David also, according to the Books of Samuel, constructed an altar at the location of a threshing floor he had purchased from Araunah; a portion of biblical scholars view this as an attempt by the narrative's author to give an Israelite foundation to a preexisting sanctuary.
King Solomon, according to the biblical narrative, built a more substantive temple, the Temple of Solomon, at a location which the Book of Chronicles equates with David's altar.
The Temple became a major cultural center in the region; eventually, particularly after religious reforms such as those of Hezekiah and of Josiah, the Jerusalem temple became the main place of worship, at the expense of other, formerly powerful, ritual centers, such as Shiloh and Bethel.
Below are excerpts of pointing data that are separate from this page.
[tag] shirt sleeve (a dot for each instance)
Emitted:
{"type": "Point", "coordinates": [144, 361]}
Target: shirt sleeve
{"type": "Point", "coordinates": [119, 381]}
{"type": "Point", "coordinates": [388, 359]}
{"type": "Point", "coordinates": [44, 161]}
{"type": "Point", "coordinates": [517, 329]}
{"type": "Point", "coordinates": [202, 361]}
Solomon is also described as having created several other important building works at Jerusalem, including the construction of his palace, and the construction of the Millo (the identity of which is somewhat controversial).
However, archaeologists have found no major building works at Jerusalem dating from this era (except perhaps the Large Stone Structure—the name given to the remains of a large public building in the City of David neighborhood of central Jerusalem, south of the Old City, tentatively dated to tenth to ninth century BCE—which is the subject of some controversy), and some have suggested that Solomon's building program was somewhat mythical—being based on the building program of the later Omrides.
David finally defeats the Amalekites, a nomadic tribe, listed in Genesis 36:12 as descended from Esau, who have been more or less constant enemies of Israel.
Numerous revolts, two led by his own sons, plague the latter part of David's reign.
In one of them, his son Absalom raises a rebel army against him, forcing David to take refuge in the rugged and fertile highlands of Gilead, east of the Jordan and northeast of the Dead Sea.
Absalom fails in his attempt and, while fleeing, is caught by his long hair in a tree, then killed by Joab, the commander of David’s loyalist forces.
David’s counselor Ahithopel, who had joined Absalom’s revolt, hangs himself.
Osorkon the Elder, the son of Shoshenq, the Great Chief of the Ma by the latter's wife Mehtenweskhet who is given the prestigious title of King's Mother in a document, in 992 BCE becomes the fifth king of the twenty-first dynasty of Egypt; he is the first pharaoh of Libyan extraction in Egypt.
The Philistine cities of the Pentapolis are ruled by seranim (“lords”) until after the Philistines are finally defeated in the tenth century by David, according to the Bible, when the seranim are replaced by kings.
The reign of King Zhao, which had begun, supposedly, in 996 BCE, has occurred at a point when the Zhou Dynasty had expanded across the Zhouyuan or central plains of China and turned its attention to South China.
In 977, Zhao is killed and his campaigning army wiped out south of the Han river, establishing the limit of direct control of the south during the Western Zhou Dynasty.
Zhao’s son Mu succeeds him as the fifth sovereign of the Zhou Dynasty.
The early Western Zhou supports a strong military split into two major units: “The Six Armies of the West” and “The Eight Armies of Chengzhou”.
The armies campaigns in the northern Loess Plateau, modern Ningxia and the Huanghe floodplain.
The military prowess of Zhou peaks during the nineteenth year of King Zhao's reign, when the Six Armies are wiped out along with King Zhao on a campaign around the Han River.
Ashur-rabi II, one of the longest-reigning kings of Assyria, has reigned for forty-one years.
Little is known about his reign, of which few records survive.
He was apparently a younger son of Ashurnasirpal I.
He had become king in 1013 BCE following the reigns of his elder brother, Shalmaneser II, and his nephew Ashur-nirari IV, and reigns until his death in 972 BCE, when he is succeeded by his son Ashur-resh-ishi II.